Fourth, the weak economy has led to a collapse in demand. At present, the German economy has failed to recover: the German central bank expects the economy to stagnate in the third quarter of 2025, which has led many companies to continue to look at low demand expectations and control the scale of production. Some German chemical enterprises have a factory capacity utilization rate of only 71%. According to industry association data, only when the capacity utilization rate reaches about 82%, German chemical enterprises can profit.

The trend of German energy-intensive enterprises to invest abroad is both the inevitable result of the large context of international industry transfer, as the last century, Europe and the United States have shown this characteristic in the wave of globalization; at the same time, it also reflects that the global layout of German enterprises is being pressured by the domestic political and economic conditions and geopolitics.

More than 200 billion euros per year

Regarding the survey results, Weider, co-chairman of the German Choice Party, commented that Germany is significantly losing the appeal of industrial investment. This meant the closure of a large number of German factories and the loss of hundreds of thousands of jobs. Affected cities will face further declines in trade taxes. Some of Stuttgart's automobile industry concentration areas may face the danger of being abandoned, like Detroit in the United States.

Germany’s manufacturing industry is struggling today with high energy prices, fierce foreign competition and the influence of U.S. tariffs on EU products. Germany’s Focus Weekly reports that German companies are increasingly transferring funds overseas, with the last few decades accumulating up to €345.2 billion. In 2024, foreign enterprises invested €232 billion in Germany. Over the past five years, an average of more than €200 billion per year has flown out of Germany. If these funds are invested in modernization of factories in Germany, digital infrastructure construction, start-up support, etc., Germany may have created “economic miracles”. In comparison with China and other countries, Germany’s innovation mechanisms have been “very slow” – any plan to build a plant in Germany usually takes 5 to 7 years. Today, China has high-speed ra

Handelsblatt believes that as a developed industrial country, Germany now needs to find ways to keep up with the growth pace of other regions, especially Asia. The report quoted a spokesman for German chemical BASF as saying: "Asia-Pacific will account for about 70% of the global chemical market by 2030." BASF is currently building a new integrated production base in Zhanjiang, China's Guangdong province, and claims that it "hopes to put into production in places where it can see continued market growth in the future."
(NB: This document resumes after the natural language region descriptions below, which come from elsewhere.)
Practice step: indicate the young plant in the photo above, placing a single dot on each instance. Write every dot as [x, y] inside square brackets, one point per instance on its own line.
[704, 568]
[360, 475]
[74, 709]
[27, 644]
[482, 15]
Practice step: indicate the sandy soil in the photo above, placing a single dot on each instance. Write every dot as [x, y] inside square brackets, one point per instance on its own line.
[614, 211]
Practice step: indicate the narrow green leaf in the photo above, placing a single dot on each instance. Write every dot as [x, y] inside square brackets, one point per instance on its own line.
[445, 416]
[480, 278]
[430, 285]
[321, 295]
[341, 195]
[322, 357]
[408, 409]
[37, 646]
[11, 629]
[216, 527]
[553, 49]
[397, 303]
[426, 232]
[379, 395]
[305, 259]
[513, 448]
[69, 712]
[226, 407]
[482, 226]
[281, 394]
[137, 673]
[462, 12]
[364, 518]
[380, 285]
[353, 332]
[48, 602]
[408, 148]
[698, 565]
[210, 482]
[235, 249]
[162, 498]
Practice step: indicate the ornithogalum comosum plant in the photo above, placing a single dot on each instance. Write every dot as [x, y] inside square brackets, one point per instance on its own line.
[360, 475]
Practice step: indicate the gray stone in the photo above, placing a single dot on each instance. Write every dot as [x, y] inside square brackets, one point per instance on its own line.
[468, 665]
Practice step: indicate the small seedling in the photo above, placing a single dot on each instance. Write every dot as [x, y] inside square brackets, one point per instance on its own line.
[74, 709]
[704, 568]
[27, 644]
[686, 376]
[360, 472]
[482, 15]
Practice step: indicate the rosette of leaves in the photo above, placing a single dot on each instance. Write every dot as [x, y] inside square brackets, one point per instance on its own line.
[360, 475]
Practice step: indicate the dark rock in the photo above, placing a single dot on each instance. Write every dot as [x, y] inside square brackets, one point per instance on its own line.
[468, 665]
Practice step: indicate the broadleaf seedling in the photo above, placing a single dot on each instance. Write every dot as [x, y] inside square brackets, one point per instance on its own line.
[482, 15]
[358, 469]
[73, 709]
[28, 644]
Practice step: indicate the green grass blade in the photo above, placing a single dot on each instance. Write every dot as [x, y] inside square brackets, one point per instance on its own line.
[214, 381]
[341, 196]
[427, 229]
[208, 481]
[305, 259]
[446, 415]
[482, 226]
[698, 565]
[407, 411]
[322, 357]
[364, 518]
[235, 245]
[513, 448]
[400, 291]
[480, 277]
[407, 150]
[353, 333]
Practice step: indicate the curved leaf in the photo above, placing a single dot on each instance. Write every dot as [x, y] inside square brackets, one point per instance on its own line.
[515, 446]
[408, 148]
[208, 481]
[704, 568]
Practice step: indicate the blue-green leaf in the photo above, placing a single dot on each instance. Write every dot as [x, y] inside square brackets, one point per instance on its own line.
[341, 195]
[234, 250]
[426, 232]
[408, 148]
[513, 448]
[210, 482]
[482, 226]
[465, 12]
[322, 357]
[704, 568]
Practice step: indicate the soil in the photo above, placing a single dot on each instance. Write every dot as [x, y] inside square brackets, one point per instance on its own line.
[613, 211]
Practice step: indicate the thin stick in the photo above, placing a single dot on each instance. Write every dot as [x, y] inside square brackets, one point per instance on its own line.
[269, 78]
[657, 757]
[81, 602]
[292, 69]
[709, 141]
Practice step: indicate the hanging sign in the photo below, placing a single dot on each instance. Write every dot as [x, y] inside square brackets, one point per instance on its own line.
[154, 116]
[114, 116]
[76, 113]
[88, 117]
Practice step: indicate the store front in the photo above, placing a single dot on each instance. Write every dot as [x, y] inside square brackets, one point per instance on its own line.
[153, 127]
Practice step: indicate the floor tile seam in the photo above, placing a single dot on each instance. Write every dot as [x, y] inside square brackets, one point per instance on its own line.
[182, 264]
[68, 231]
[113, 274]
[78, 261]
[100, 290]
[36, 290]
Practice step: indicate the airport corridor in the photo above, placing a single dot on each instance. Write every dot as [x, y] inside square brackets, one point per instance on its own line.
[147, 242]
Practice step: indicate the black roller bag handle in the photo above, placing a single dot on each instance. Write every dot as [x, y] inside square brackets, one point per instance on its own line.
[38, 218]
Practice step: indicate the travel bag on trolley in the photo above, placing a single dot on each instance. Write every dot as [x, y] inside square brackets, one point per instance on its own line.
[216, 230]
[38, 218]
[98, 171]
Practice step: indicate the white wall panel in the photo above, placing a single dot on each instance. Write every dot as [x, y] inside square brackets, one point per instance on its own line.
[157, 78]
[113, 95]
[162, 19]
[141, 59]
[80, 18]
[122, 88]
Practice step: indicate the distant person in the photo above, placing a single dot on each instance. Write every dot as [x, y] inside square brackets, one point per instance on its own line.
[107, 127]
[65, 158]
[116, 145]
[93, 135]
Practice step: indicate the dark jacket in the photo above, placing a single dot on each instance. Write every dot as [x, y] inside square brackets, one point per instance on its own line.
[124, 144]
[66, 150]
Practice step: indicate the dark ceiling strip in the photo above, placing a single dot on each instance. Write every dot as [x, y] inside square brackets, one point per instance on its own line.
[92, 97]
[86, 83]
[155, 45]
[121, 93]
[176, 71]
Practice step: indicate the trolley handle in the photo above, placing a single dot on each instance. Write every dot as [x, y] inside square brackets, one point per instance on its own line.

Focus magazine stated that in this comparison, not only is German corporate investment losing a large number, but also a large number of well-trained professionals leaving Germany. Therefore, Germany must quickly resume becoming an attractive investment destination.

According to a report by the Bank of France in Paris, the new U.S. tariff policy against the European Union could increase the current pressure on Germany. Data show that the U.S. is Germany’s core market, with more than 10% of total German exports in 2024 sent to the U.S. Governor of the German Central Bank expects that by 2027, U.S. tariff policies could lead to a 1.5 percentage point drop in German GDP.

He told the Global Times that the trend of domestic investment outflow in Germany will still be influenced by multiple factors in the future, where geopolitics and internal policy are the core variables.